Legal Gutting: The Unconstitutional Ghost of PDAF
Let’s get serious—and legal. The Supreme Court in Belgica v. Ochoa (2013) eviscerated the Priority Development Assistance Fund for allowing post-enactment legislator control over lump sums, breaching separation of powers and accountability. Lawmakers can’t play executive by identifying projects after the budget’s passed.
Yet here we are: These “incentives” and “allocables” are lump-sum slush funds doled out discreetly, often in “soft pork” like MAIP and AICS—programs critics call perfect for patronage because implementation is opaque. This violates Republic Act No. 3019 (Anti-Graft and Corrupt Practices Act), prohibiting unwarranted benefits or preferential treatment tied to official acts. Offering projects as “incentives” for budget votes? That’s textbook quid pro quo.
Don’t forget Republic Act No. 6713 (Code of Conduct and Ethical Standards for Public Officials and Employees): Transparency, integrity, public interest over personal. Secret lounge menus? Hardly.
This isn’t reform; it’s PDAF’s ghost, haunting the budget process under new names like “allocables.”
Motivations: Compliance Buying and the Cabral Shadow
For Suansing’s camp, chair of the powerful appropriations committee: This ensures the budget sails through without drama. Buy off potential troublemakers early—especially vice chairs like Leviste—with district goodies. Smooth passage means leadership looks strong, allies stay happy.
For Leviste: He’s dropping “Cabral files”—documents from the late DPWH exec exposing questionable allocations—and now this expose. Reformist hero exposing the machine? Or savvy positioning, building a clean-image brand amid the flood control scandals? Either way, his refusal and public outing force the question: If it’s all above board, why the secrecy?
The Reform Theater: Livestreams and Sub-Committees as Smokescreen
Suansing’s crew boasts about “reforms”—Budget Amendments Review Sub-committee, livestreamed bicams. Cute. But behind the cameras, the old game rages: Secret menus, tiered incentives, billions in allocables funneled to favored districts. It’s theater—look transparent while the backroom deals continue. The public sees the show; insiders get the pork.

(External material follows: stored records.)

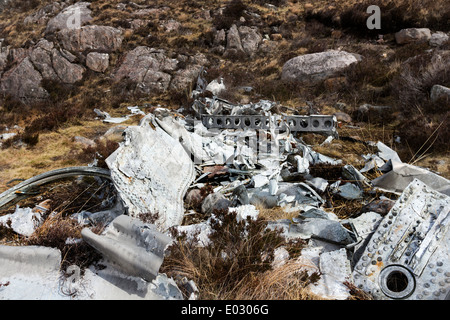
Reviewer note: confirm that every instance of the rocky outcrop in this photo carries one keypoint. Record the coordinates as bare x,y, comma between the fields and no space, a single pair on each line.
250,39
73,17
316,67
43,15
52,65
439,92
438,38
147,67
184,78
92,38
242,40
23,82
97,62
409,35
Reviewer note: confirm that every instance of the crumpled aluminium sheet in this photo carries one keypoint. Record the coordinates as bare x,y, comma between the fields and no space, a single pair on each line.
408,255
402,174
152,171
138,248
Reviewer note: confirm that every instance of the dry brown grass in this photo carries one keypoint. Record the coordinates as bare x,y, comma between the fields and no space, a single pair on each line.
287,282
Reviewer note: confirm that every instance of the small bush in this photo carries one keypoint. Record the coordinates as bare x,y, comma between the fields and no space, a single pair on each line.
237,251
100,152
54,233
232,12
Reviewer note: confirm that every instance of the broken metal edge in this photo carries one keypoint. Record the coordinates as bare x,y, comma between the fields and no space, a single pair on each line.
297,123
18,192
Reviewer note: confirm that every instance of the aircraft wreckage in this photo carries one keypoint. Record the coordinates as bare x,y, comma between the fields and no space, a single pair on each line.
401,255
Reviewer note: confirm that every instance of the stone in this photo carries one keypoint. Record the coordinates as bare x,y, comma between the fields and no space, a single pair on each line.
171,25
215,201
234,40
97,62
184,78
342,116
220,37
92,38
85,142
439,92
250,39
438,38
23,82
242,40
72,17
149,68
316,67
42,16
53,65
409,35
193,198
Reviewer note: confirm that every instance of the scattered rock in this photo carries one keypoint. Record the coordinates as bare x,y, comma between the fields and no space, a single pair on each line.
316,67
148,68
53,65
42,16
98,62
184,78
409,35
171,25
438,38
72,17
234,40
215,201
94,37
23,82
193,198
242,40
84,141
220,37
342,116
438,92
250,39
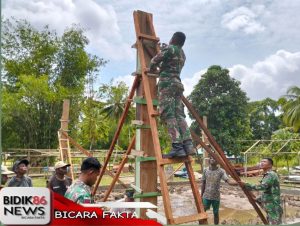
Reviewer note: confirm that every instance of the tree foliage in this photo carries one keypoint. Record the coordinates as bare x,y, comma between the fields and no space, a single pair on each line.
263,118
220,98
41,69
291,108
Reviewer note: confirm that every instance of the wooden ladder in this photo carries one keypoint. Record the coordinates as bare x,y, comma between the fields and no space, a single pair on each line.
63,139
146,37
65,150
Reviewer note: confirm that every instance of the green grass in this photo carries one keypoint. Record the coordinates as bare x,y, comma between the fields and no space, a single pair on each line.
39,182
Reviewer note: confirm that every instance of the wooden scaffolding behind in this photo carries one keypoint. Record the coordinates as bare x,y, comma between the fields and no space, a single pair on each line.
147,142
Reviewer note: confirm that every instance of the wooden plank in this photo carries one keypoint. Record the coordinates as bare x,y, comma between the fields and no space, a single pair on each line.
174,161
148,169
117,133
195,217
83,150
229,167
124,160
149,37
195,190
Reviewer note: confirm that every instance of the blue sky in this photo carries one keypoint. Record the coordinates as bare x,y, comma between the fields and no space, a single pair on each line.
259,41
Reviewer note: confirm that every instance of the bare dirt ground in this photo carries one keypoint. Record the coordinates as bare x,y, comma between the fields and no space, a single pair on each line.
235,207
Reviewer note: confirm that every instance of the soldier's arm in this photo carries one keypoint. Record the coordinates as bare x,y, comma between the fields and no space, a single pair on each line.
267,182
162,55
203,183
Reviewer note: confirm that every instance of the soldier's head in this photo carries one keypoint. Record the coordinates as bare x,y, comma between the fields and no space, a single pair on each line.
4,174
212,161
266,163
90,169
20,167
129,195
178,39
61,168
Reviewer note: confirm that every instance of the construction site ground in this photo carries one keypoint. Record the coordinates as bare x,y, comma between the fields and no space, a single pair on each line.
234,209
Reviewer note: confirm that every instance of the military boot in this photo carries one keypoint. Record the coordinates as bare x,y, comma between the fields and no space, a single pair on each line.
177,151
189,147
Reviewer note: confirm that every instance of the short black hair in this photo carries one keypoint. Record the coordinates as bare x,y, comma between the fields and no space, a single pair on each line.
270,160
90,163
178,38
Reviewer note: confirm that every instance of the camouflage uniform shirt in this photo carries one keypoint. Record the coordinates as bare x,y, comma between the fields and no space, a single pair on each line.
170,61
24,181
170,89
270,198
79,192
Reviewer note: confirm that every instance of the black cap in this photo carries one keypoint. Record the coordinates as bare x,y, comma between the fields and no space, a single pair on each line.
18,162
90,163
129,193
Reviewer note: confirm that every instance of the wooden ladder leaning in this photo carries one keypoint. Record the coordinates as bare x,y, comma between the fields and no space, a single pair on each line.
63,139
146,37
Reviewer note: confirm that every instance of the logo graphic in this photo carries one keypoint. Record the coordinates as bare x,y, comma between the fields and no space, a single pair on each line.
25,206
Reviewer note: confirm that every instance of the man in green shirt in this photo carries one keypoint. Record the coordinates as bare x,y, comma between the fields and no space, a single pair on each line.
80,190
210,187
170,62
20,168
270,187
4,175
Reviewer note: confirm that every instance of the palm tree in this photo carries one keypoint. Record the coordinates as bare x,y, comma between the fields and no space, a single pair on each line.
115,100
291,108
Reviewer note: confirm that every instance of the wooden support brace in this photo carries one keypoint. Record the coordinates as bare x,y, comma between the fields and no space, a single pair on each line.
229,167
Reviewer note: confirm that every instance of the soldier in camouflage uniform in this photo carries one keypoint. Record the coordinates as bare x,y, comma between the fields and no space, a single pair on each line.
270,198
170,89
80,190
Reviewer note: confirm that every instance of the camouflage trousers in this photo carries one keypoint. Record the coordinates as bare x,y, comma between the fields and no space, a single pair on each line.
171,111
274,213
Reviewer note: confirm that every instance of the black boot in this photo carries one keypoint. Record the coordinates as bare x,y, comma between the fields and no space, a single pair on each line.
189,147
177,151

This scandal exposes the lie: No real change, just better PR.
Enough. Time for Real Action.
Mga kababayan, we can’t let this zombie pork feast on our taxes anymore. Demand now:
- Full Transparency: Immediate public disclosure of EVERY “allocable” and “incentive” for ALL legislators—per district, per program, with computations. Publish the full menu before ratification!
- Accountability: House Ethics Committee and Ombudsman—investigate “Attorney Jolina,” who sent her, and who authorized this system. No whitewash.
- Systemic Overhaul: Abolish all lump-sum, legislator-specific incentives. Return to a budget driven by objective national criteria, not loyalty tiers. Enforce Belgica fully—no more ghosts.
Congress works for us, not the other way around. Share this, rage about it, flood their inboxes. Let’s drag this corruption into the light and burn it for good.
Hanggang sa susunod na kwebanata,
–Barok
Key Citations
- Belgica v. Executive Secretary Paquito N. Ochoa, Jr., G.R. No. 208566, Supreme Court of the Philippines, 19 Nov. 2013, LawPhil.
- Republic Act No. 3019, Anti-Graft and Corrupt Practices Act, Congress of the Philippines, 17 Aug. 1960, LawPhil.
- Republic Act No. 6713, Code of Conduct and Ethical Standards for Public Officials and Employees, Congress of the Philippines, 20 Feb. 1989, LawPhil.
- Rosal, Macon Ramos-Araneta. “Leviste: Suansing Staff Allegedly Offered Budget Items as ‘Incentives.’” Philippine Daily Inquirer, 26 Dec. 2025.